Kim bilir belki de plan buydu! Bütün bunlar teröristler ülkeyi bölsün bizde çökelim istedikleri içindi. Eğer millet değil de ihanet galip gelseydi o gece bu büyük ülke kahpece planlanmış bir hainlik sonucu tekrar hasta adam durumuna getirilecekti ve yine salyaları akanlara teslim etmek için yine kapılar sonuna kadar açılacatı. Kim bilir belki de büyük plan buydu. Öyle olmamışmıydı zaten 1920’de Sevr’de altına imza konulan anlaşmada da plan bu değil miydi ?. O gün batısı Yunan’a Güneyi Fransız’a-İtalyan’a, Doğusu Rus’a – İngiliz’e peşkeş çekilmemiş miydi bu güzle ülkenin. Benzeri olacaktı. Sevr’in çocukları yine tekrar TÜRK MİLLETİ’ni, bu büyük milletin körpe yavruların istikbalini hedef almıştı o gece yine. TRT’yi basıp silah zoruyla okuttukları bildiride Birleşmiş Milletler’le ilişkilerimiz devam edecek demişlerdi ya ! Kim bilir belki de Birleşmiş Milletler el koyacaktı o gidişe. Gün gelecek terörün dört yanını sarmaladığı Türkiye’de Boğazların güvenliğini sağlamak lazım gerekecekti. Boğazların çevresi hiçbiri Türk olmayan askerlerle çevrilecekti. İnsanın dili söylemeye varmıyor ama, kim bilir belki de böyle ele geçirilecekti Fatih’in İstanbul’nu!

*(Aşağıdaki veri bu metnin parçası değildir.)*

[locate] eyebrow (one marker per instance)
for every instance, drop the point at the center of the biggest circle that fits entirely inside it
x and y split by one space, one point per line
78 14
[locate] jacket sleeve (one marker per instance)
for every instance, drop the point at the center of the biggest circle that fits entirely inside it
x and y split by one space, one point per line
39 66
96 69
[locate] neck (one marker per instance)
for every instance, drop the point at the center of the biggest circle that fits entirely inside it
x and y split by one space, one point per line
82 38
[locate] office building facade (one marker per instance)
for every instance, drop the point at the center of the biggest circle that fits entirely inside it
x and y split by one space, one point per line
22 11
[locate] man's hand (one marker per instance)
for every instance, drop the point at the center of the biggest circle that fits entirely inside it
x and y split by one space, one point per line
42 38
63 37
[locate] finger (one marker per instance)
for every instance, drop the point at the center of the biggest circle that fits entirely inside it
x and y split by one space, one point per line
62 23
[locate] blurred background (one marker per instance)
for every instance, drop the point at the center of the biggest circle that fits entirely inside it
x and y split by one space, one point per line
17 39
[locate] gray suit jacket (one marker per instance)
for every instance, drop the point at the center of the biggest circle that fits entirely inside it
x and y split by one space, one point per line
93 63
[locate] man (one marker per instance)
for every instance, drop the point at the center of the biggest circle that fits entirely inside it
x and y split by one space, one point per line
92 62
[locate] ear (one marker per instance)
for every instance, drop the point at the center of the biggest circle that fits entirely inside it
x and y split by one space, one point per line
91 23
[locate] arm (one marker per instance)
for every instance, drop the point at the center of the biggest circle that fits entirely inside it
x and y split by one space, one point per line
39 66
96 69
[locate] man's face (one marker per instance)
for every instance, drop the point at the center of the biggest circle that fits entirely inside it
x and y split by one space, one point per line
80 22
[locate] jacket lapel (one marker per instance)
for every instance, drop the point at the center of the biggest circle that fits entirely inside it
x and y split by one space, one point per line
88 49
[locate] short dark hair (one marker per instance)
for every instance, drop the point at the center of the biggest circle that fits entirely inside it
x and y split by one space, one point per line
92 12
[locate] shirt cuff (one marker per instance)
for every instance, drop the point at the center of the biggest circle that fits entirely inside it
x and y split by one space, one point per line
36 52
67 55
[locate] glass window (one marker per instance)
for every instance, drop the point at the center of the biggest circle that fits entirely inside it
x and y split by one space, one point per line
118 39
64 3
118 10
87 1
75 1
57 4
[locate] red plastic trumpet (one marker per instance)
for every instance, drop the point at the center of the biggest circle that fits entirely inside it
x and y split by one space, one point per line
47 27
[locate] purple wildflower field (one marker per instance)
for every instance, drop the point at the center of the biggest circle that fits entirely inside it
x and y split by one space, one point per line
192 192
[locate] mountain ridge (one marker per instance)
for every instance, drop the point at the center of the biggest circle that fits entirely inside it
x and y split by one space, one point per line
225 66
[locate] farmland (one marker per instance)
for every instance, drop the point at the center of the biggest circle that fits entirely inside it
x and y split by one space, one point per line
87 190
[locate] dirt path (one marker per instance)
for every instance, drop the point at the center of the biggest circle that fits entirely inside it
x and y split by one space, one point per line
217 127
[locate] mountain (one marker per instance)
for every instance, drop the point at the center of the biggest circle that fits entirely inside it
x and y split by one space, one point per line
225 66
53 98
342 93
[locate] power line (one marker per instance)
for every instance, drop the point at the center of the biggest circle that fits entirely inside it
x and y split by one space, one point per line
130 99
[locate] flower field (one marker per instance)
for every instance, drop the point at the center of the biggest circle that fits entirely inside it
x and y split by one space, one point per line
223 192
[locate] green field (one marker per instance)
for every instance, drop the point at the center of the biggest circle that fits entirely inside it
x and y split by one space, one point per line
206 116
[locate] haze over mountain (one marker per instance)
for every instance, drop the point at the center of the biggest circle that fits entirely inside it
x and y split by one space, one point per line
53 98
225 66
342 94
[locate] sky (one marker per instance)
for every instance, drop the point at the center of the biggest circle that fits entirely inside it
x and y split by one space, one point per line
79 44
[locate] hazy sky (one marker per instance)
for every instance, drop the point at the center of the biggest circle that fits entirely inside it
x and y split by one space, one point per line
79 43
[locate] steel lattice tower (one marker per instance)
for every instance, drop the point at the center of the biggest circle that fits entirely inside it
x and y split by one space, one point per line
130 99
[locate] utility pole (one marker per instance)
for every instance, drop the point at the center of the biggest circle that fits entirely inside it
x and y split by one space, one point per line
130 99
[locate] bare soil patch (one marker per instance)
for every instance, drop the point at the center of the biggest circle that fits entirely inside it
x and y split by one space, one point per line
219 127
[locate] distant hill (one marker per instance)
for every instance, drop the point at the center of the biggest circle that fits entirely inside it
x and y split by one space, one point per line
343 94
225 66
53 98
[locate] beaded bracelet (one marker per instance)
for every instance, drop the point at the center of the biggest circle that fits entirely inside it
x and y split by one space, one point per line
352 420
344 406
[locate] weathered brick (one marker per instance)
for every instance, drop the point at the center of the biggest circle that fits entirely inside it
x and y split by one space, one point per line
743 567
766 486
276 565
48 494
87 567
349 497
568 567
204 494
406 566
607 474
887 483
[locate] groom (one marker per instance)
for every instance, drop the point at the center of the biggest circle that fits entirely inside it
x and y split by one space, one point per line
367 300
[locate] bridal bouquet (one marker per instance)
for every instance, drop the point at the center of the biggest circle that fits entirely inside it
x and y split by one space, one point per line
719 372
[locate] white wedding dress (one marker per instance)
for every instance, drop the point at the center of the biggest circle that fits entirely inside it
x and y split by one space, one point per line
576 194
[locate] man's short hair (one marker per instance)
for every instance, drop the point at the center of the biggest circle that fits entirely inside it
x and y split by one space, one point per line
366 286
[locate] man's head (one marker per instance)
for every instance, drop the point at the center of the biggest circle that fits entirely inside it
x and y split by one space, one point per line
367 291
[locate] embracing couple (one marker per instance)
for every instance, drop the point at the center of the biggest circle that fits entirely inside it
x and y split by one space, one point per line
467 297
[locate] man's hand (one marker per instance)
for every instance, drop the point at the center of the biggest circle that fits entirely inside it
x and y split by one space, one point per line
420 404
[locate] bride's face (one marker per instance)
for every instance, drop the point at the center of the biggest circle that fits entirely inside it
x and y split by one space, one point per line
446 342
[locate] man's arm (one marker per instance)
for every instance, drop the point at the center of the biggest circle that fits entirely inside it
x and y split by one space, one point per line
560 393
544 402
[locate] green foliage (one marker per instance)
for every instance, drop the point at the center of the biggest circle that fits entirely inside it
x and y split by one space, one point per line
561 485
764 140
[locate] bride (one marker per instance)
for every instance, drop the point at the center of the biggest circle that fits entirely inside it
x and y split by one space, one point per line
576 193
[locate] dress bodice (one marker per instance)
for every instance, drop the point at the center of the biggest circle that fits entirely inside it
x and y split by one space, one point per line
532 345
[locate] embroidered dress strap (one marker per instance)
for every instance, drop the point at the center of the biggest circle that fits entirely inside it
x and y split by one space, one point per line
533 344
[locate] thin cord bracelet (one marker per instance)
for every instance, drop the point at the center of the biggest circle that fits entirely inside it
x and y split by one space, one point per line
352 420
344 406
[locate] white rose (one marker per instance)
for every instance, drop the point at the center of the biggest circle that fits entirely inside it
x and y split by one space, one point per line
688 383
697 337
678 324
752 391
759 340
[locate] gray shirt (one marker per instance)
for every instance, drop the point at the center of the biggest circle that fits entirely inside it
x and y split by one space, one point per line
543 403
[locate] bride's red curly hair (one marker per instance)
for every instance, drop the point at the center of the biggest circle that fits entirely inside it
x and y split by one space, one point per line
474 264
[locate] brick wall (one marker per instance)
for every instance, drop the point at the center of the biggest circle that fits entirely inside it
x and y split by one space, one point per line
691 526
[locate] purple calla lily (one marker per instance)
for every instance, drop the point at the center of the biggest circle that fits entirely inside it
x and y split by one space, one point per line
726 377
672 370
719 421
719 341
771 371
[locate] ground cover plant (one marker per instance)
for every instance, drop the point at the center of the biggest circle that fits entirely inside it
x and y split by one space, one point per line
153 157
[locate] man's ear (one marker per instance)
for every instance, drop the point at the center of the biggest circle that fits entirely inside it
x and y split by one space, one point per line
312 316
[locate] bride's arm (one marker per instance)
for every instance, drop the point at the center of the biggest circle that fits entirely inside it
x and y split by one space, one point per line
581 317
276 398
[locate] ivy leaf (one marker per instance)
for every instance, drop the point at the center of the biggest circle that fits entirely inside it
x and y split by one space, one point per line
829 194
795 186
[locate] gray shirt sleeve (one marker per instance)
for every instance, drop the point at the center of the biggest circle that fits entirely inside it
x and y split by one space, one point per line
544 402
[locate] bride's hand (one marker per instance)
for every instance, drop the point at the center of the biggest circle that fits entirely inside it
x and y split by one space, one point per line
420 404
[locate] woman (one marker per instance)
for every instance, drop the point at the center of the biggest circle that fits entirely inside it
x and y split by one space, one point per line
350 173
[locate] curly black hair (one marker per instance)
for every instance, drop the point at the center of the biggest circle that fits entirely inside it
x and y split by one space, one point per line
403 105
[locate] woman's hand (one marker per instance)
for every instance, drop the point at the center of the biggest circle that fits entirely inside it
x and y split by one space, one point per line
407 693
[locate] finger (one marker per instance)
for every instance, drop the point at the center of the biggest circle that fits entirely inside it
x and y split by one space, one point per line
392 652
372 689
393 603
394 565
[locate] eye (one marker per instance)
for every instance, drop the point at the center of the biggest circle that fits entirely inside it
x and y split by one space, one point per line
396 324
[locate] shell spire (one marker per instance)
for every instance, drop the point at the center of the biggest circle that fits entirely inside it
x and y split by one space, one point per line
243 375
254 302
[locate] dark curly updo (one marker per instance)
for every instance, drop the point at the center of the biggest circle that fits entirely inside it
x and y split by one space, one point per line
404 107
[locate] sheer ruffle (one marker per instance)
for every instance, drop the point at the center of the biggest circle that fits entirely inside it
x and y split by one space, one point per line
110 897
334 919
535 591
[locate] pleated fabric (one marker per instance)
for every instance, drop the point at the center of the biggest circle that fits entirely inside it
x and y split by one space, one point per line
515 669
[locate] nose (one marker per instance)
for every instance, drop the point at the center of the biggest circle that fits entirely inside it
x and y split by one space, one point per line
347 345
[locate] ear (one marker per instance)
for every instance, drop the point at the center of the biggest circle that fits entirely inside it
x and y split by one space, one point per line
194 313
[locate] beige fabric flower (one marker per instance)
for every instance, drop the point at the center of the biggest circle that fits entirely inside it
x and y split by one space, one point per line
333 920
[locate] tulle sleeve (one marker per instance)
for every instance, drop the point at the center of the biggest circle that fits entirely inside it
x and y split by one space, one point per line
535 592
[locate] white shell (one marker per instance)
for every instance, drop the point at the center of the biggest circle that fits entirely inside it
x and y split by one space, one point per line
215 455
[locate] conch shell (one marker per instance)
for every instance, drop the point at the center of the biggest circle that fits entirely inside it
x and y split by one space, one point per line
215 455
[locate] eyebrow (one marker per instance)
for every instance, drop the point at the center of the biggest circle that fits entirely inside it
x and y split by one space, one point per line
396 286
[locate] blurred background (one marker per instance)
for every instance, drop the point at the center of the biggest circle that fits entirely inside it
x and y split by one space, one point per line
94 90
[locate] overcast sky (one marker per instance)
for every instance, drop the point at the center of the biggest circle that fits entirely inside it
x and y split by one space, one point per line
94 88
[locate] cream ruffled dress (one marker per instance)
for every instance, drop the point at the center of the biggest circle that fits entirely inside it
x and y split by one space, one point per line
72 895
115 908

Bir darbe değil bir işgal girişimiydi değeri bir dolar olan hainler tarafından yapılan. Kendini Mesih sanan halife sanan ne sandığı belli olmayan belli ki aklı ve ruhu hasta o terörist Türkiye’ye gelecekti sonun da. Tabii eğer geride bir Türkiye varsa! Döktüğü onca kanın sattığı vatanın bir karşılığı olmalıydı. Onun için satmıştı kendini, karşılık olarak minicik bir toprak parçasının başına geçecekti. Halife ilan edecekti kendini. Yanına yöresine topladığı 3-5 aklı evvel vatan hainiyle birlikte kendi pisliği içinde ölüp gidecekti bu büyük milleti köle edip tekrar yüzlerce yıl geri götürmüş olarak. Bunların olabileceğini bile düşünmek insanı kahrediyor !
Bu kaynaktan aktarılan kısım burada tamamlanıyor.